Charlene Kingston said
1 year, 1 month ago: @petaminter12 I did this a while back with one of my business sites.
It’s a bit of work, but completely doable. There are several options, and other people may be able to give you different advice. Here’s what I did (and the details I remember).
I installed WordPress and marked it to be private (no search engines) while I was recreating the website (static HTML pages) in it. It seems like there was something I did about the home page, but I don’t remember that detail. Then I exported the blog contents and imported them into the WordPress site.
At this point, people were still interacting with the HTML and separate WP blog. When I had the new WP site perfect and ready to go (layout, content, etc.) I marked the new WP as public (available to search engines). There is something else I did with the website URL inside WP so people started to access the WP and not the static HTML. I wish I could remember more details for you.
You asked an important question about SEO. You can use the WP settings to duplicate the URL and permalinks from your blog in most situations. If you can’t get the new permalinks to exactly match, you can set up redirects so that anyone with a bookmark to an old blog post gets sent seamlessly to the new blog. There are several ways to do redirects, and depending on your situation, they can be easy to a little complicated. And you might need some assistance from your web host (I did).

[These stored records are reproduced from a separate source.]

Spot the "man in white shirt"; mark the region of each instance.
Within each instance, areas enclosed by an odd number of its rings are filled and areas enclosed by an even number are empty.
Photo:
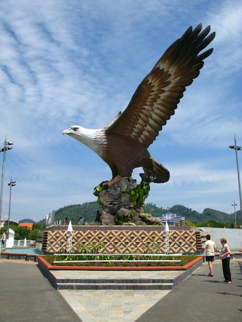
[[[207,235],[206,236],[206,241],[205,242],[204,247],[202,248],[201,253],[206,251],[206,261],[208,262],[209,267],[209,274],[208,276],[213,277],[213,262],[214,259],[215,252],[217,252],[215,243],[211,240],[210,235]]]

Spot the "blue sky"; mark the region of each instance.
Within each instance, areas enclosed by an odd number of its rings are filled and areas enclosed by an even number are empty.
[[[146,202],[202,212],[239,209],[234,144],[242,146],[242,2],[237,0],[6,0],[0,3],[2,219],[43,219],[94,201],[108,166],[62,131],[105,127],[189,26],[211,26],[214,51],[187,88],[151,154],[170,171]],[[242,167],[242,152],[238,151]],[[0,153],[2,168],[3,153]],[[133,178],[140,181],[136,169]]]

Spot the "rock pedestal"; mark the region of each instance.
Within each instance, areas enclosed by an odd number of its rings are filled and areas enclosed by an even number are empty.
[[[137,187],[136,180],[123,180],[110,188],[99,192],[100,201],[103,207],[101,219],[102,225],[115,225],[114,217],[118,218],[127,217],[123,224],[145,225],[146,223],[161,223],[160,219],[153,217],[150,213],[141,213],[140,209],[136,209],[133,202],[130,201],[130,191]],[[128,189],[129,192],[124,193]],[[127,191],[127,190],[126,190]],[[131,210],[132,209],[132,210]],[[132,212],[132,220],[130,222],[128,217]]]

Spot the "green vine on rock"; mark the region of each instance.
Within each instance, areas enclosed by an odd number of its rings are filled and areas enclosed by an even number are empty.
[[[129,200],[133,203],[136,208],[141,208],[144,206],[145,200],[149,195],[150,189],[149,184],[143,181],[136,188],[131,190],[126,189],[124,192],[129,194]]]
[[[97,204],[100,206],[102,208],[103,207],[103,205],[100,200],[99,192],[106,189],[106,187],[102,185],[102,184],[105,182],[108,182],[108,181],[106,180],[106,181],[102,181],[102,182],[101,182],[99,186],[97,186],[97,187],[94,188],[94,191],[93,191],[93,194],[97,197]]]

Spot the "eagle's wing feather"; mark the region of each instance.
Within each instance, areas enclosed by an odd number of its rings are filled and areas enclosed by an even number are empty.
[[[175,110],[185,86],[197,77],[203,60],[211,48],[199,55],[215,37],[208,26],[190,27],[165,52],[138,86],[126,110],[105,128],[107,133],[124,136],[148,148]]]

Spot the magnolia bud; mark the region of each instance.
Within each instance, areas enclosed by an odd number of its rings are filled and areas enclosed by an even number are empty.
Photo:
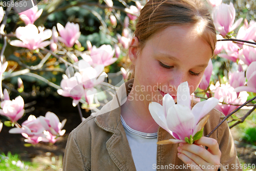
[[[111,14],[110,15],[110,23],[111,23],[111,24],[113,26],[113,27],[116,27],[117,25],[116,17],[114,15]]]
[[[20,77],[18,78],[18,91],[19,93],[23,92],[24,90],[24,86],[23,85],[23,81]]]
[[[92,44],[91,43],[91,41],[88,40],[87,41],[86,41],[86,45],[87,45],[87,49],[88,50],[88,51],[91,51],[92,49]]]

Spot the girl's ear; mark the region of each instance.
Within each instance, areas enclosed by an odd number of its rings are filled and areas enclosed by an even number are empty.
[[[129,58],[133,65],[135,65],[138,57],[137,53],[139,47],[139,39],[137,37],[133,37],[129,48]]]

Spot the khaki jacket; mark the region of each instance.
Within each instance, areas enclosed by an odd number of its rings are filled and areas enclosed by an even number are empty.
[[[112,101],[70,133],[64,156],[63,171],[136,170],[121,122],[120,107],[125,102],[133,82],[131,80],[123,84]],[[204,128],[204,135],[221,121],[220,112],[212,110],[209,114]],[[158,141],[174,138],[160,127],[158,133]],[[235,169],[236,164],[240,163],[227,122],[219,127],[210,138],[216,139],[219,144],[222,153],[221,170],[242,170]],[[157,170],[190,170],[183,167],[186,165],[177,157],[178,145],[158,145],[156,163],[152,167]]]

My understanding is that the redirects also direct the Google bots so they don’t lose your content. I was told recently by an SEO guy that even if the permalinks shift a little, Google will figure out what happened. There might be a temporary drop in search results ranking, but that it would be restored. I’m not an SEO expert, so you might want to get someone to confirm that is true.
In my case, getting my entire website in one tool where I can updated it and maintain it together was worth every bit of effort I spent to make the transition. Good luck to you.